When the first Zen Engineering Samples leaked out, many were surprised at the relatively low clock speeds. At stock, the 8 core 16 thread chip managed only 2.8 GHz stock and 3.2 GHz boost. Given the engineering sample nature of the chip, it was reasonable for the lower than usual speeds. Now it seems that AMD has released some new variants of their Zen ES CPUs, this time clocked a bit higher.
At the same A0 and 95W TDP, AMD has improved the base clock to 3.15 GHz, all core boost is up to 3.3 GHz, and single thread boost is all the way up at 3.6 GHz. These speeds are quite respectable given that Broadwell-E i7 6900K peaks out at 3.7 GHz and reports are suggesting a similar IPC. This means AMD may have a real winner on their hands though Intel is moving onto Skylake-E soon.
In addition to the new 8 core information, we’re also getting some more information about the 4 core 8 thread variant engineering sample. Keeping the 65W TDP, the chip manages 2900 GHz with all core turbo at 3.1 GHz and max turbo at 3.4 GHz. While respectable for the mid-range, we will have to see how it fares in overclocking before it is a worthy competitor to Intel’s K series. I suspect we will see higher speeds for launch.
Having said all that, it’s important to note that this is an unconfirmed report at this time. The source is somewhat trustworthy since they were the ones to provide the initial ES specifications that were later confirmed. The source is also reporting that AM4 motherboards have finally hit production so we’ll hopefully see Bristol Ridge soon and Zen shortly after. The expected launch date in February 2017 but I suspect it will be a bit longer before we get real hardware. It will be interesting to see how Kaby Lake and Zen battle it out next year.
Depending on the application, high clock rate isn’t always that important. This article seems to be giving it greater importance than it often has in practice…
Many high-performance computing applications can be fairly insensitive to clock rate, as they are often memory bound or I/O bound.
This doesn’t mean high clock rate isn’t useful in other scenarios. But the high memory bandwidth of the AMD Zen is going to help a lot.
The back story is that there was a demo showing AMD zen was competitive with last gen Intel even though Zen was running at a lower clock. So this higher clock is supposed to be exciting as AMD can finally compete with current gen i7.
That makes sense. It may add a few percentage points in performance. And for some workloads it is important. Games often do better with boosted freq.
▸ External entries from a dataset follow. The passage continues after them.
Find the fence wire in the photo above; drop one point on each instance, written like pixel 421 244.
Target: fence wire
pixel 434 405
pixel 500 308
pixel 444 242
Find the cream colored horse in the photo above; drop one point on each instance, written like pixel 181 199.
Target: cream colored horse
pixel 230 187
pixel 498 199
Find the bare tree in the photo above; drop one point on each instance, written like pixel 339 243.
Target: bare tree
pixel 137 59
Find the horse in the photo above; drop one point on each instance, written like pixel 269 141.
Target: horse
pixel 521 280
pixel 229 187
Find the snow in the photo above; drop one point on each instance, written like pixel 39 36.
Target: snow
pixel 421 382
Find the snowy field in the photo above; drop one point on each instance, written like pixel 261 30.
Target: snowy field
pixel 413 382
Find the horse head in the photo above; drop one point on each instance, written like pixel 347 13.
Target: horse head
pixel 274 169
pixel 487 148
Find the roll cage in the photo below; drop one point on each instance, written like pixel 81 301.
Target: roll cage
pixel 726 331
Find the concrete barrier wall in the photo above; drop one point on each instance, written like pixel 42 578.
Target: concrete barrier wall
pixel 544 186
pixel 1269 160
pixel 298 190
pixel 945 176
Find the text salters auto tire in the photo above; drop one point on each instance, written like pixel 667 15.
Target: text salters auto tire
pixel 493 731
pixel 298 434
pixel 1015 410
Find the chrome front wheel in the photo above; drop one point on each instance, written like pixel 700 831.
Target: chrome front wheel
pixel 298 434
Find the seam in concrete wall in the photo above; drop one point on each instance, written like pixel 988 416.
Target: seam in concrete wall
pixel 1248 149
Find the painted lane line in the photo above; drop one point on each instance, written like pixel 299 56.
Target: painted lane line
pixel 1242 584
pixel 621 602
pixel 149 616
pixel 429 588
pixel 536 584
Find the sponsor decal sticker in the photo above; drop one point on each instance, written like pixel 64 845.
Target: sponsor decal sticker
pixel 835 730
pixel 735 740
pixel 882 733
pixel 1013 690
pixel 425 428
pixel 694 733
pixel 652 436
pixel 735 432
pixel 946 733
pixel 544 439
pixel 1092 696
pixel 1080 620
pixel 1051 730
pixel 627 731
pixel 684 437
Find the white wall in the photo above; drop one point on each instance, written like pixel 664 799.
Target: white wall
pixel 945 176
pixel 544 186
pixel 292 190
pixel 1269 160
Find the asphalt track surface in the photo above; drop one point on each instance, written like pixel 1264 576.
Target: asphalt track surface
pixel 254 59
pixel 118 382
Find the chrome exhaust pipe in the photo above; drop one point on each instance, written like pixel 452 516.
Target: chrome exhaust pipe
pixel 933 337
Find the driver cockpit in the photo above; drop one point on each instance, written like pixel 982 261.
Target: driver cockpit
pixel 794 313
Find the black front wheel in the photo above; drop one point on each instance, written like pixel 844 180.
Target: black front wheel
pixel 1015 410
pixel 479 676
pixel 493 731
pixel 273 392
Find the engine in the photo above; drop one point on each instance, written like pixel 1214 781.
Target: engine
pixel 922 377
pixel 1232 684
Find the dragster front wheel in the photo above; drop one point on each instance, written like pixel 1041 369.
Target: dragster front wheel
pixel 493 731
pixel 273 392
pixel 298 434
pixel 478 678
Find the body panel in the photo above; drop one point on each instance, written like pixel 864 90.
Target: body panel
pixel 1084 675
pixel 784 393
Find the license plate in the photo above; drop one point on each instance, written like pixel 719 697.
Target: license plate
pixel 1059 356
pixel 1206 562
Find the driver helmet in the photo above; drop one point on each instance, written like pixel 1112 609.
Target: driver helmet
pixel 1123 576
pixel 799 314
Yes, especially when looking at boost clock speed in regards to single core performance, which in the past AMD had been severely lacking in comparison to Intel…
2900gHz O_O heeeelllll yeeeaah!
Dang 2900GHZ. Wouldn’t need to upgrade my computer for a really long time with those fairy tale numbers
The 8 core 3.2GHz with a 40% improvement in IPC is about the same speed as my FX-8320@4.5GHz in single core performance. But of course it has “SMT” to double the threads it can handle.
I’m going to wait for overclocked benchmarks on both AMD’s ZEN and Intel’s Kaby Lake to finally upgrade my system that I’ve had for 4 years now. Sure… It’s still a super solid system and capable, but… I want! Gimme!
BD/PD doesn’t scale nearly that good, there is a lot more to it than just clocking the cores, eg: branch misspredicts will still take it’s time (huge pipeline) and cache lookups will be no faster.
First, look at a few benchmark, clocking the 8320 to ±4.5GHz will give you roughly 15% performance increase (on a sunny day). So, multiplying the clock by a ratio of 1.28 (28%) gives half that increase in performance (note that a lot of applications doesn’t even come close to 15% performance increase). Then we can add the clock diff between Zen and FX-8320 which gives us another 10%. So overall that gives you nearly 25% in _some applications_, overall we’d likely be talking about notably less.
On another note, BD/PD modules does not make up 2 cores, in fact there is only one FPU per module. So if whatever you do mainly relies on floating point computation you basically have a quad-core. Even the integer units (two per module) doesn’t scale well, this is obviously due to the numerous shared resources (scheduling, higher level cache, pipeline and more). So you will find that it quite closely resembles SMT/HT scaling (which CMT is meant to be an alternative to).
So, hypothetically speaking, say you managed to get an FX-81xx comparable (performance wise) to Summit Ridge, it would only be comparable to a quad-core.